Why? Perhaps because they're not as ubiquitous as brands like Burberry and Gucci. “We have to find the right balance for our customers” between availability and scarcity, Bruno Pavlovsky, Chanel’s president of global fashion, told Bloomberg. The brand seems to have struck the right balance this season, as everything stocked in stores in November has essentially sold out. "It was quite a surprise,” Pavlovsky said.
“What they want is to feel unique.” Chanel has fewer stores than Louis Vuitton, though its focus is still on brick and mortar locations. The brand doesn't plan to extend e-commerce beyond cosmetics, presumably because that would make them too available.
Pavlovsky seems to feel that the in-store experience is too important to the brand. “Fashion is about clothing, and clothing you need to see, to feel, to understand,” he said, while what digital initiatives are online are “more to bring the customers to the boutique than to sell instead of the boutique.”
He offered no indication of when e-commerce might launch, but it sounds like a distant possibility: “If, at the end of the day, our customers are happier, it’s fine. If not, it’ll be a mistake.”
Chanel also attributes the bulk of its retail sales to cosmetics and fragrance, which allows Chanel to "be generous when building its brand," hence those extravagant runway shows and immaculately designed boutiques.
That silly Brad Pitt Chanel No.5 campaign and its ensuing meme-ification also helped the brand with an estimated "hundreds of millions of dollars in free advertising."
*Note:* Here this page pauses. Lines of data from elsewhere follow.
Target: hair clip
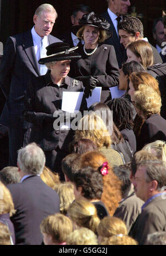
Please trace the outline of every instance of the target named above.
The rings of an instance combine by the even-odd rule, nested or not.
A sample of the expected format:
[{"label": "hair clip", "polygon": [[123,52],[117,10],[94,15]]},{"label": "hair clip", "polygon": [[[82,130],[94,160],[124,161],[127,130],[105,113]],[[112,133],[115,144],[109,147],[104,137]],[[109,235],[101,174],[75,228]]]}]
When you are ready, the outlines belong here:
[{"label": "hair clip", "polygon": [[115,235],[116,237],[122,237],[124,236],[123,234],[117,234],[117,235]]},{"label": "hair clip", "polygon": [[99,167],[99,170],[101,172],[102,175],[105,176],[108,173],[108,162],[105,162],[102,165]]},{"label": "hair clip", "polygon": [[103,46],[103,51],[106,51],[107,49],[107,47],[106,46]]}]

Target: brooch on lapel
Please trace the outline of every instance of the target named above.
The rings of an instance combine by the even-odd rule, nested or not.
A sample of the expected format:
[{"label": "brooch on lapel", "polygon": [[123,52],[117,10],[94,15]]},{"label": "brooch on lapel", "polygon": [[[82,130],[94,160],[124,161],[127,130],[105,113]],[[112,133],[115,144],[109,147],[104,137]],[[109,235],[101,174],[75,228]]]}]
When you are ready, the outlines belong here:
[{"label": "brooch on lapel", "polygon": [[104,52],[105,51],[106,51],[107,49],[107,47],[106,46],[103,46],[102,47],[103,48],[103,51]]},{"label": "brooch on lapel", "polygon": [[74,79],[72,82],[72,87],[74,87],[75,86],[78,86],[79,83],[77,80]]}]

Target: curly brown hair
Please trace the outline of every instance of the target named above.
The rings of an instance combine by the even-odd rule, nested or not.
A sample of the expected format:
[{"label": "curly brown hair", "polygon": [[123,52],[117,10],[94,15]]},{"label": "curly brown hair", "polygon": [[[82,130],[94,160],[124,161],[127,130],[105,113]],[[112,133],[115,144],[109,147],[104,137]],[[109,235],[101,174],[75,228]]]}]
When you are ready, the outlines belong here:
[{"label": "curly brown hair", "polygon": [[102,175],[87,166],[80,169],[74,175],[73,182],[78,189],[82,188],[82,195],[87,199],[100,199],[103,190]]},{"label": "curly brown hair", "polygon": [[[85,153],[80,157],[80,165],[82,168],[91,166],[94,170],[98,169],[103,163],[108,162],[106,157],[97,151]],[[118,202],[122,199],[121,182],[113,173],[112,167],[109,167],[108,174],[102,176],[103,183],[101,201],[104,203],[111,216],[112,216]]]}]

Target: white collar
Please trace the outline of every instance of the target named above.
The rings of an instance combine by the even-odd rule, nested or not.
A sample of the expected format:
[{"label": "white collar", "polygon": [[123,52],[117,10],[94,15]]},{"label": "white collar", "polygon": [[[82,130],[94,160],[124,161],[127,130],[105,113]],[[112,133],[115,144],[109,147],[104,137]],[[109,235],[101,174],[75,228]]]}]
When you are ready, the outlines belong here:
[{"label": "white collar", "polygon": [[[115,21],[118,17],[116,14],[115,14],[113,12],[112,12],[112,11],[111,11],[110,9],[109,9],[108,8],[107,9],[107,12],[112,21]],[[122,15],[121,15],[120,17],[121,17],[121,19],[122,19]]]}]

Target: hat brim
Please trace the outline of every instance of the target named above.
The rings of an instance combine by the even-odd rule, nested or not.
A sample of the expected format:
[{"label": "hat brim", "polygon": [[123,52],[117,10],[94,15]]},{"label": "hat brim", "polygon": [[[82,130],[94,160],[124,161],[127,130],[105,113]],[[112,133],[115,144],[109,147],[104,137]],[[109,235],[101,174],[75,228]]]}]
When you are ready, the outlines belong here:
[{"label": "hat brim", "polygon": [[69,54],[63,54],[59,55],[54,55],[48,56],[45,58],[40,59],[38,61],[39,64],[44,64],[49,62],[54,61],[66,61],[68,59],[79,59],[81,58],[81,56],[79,53],[70,53]]},{"label": "hat brim", "polygon": [[95,27],[96,28],[97,28],[98,29],[103,30],[103,31],[105,31],[106,32],[106,34],[107,34],[107,37],[106,37],[106,40],[112,37],[112,33],[109,30],[103,29],[102,29],[101,28],[99,28],[97,26],[93,25],[92,24],[81,24],[81,25],[72,25],[72,26],[71,27],[71,31],[72,31],[72,32],[75,36],[76,36],[76,34],[77,34],[77,32],[79,31],[79,30],[80,29],[80,28],[81,28],[84,26],[89,26],[90,27]]}]

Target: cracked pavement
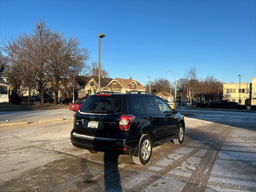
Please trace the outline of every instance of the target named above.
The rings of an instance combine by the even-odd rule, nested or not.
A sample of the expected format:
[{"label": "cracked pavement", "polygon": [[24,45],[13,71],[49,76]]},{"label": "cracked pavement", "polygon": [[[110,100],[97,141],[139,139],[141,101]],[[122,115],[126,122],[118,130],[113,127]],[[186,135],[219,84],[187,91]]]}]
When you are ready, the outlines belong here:
[{"label": "cracked pavement", "polygon": [[256,114],[179,110],[184,142],[136,165],[75,148],[71,120],[0,128],[2,191],[255,191]]}]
What Bloomberg doesn't really mention is the effect of outspoken and sometimes controversial creative director Karl Lagerfeld, who has said that his bosses essentially let him do whatever he wants. Perhaps, when creative directors of less profitable brands are likely on much tighter leashes, there is something to be said for such a laissez faire approach. Or maybe Lagerfeld is just a genius.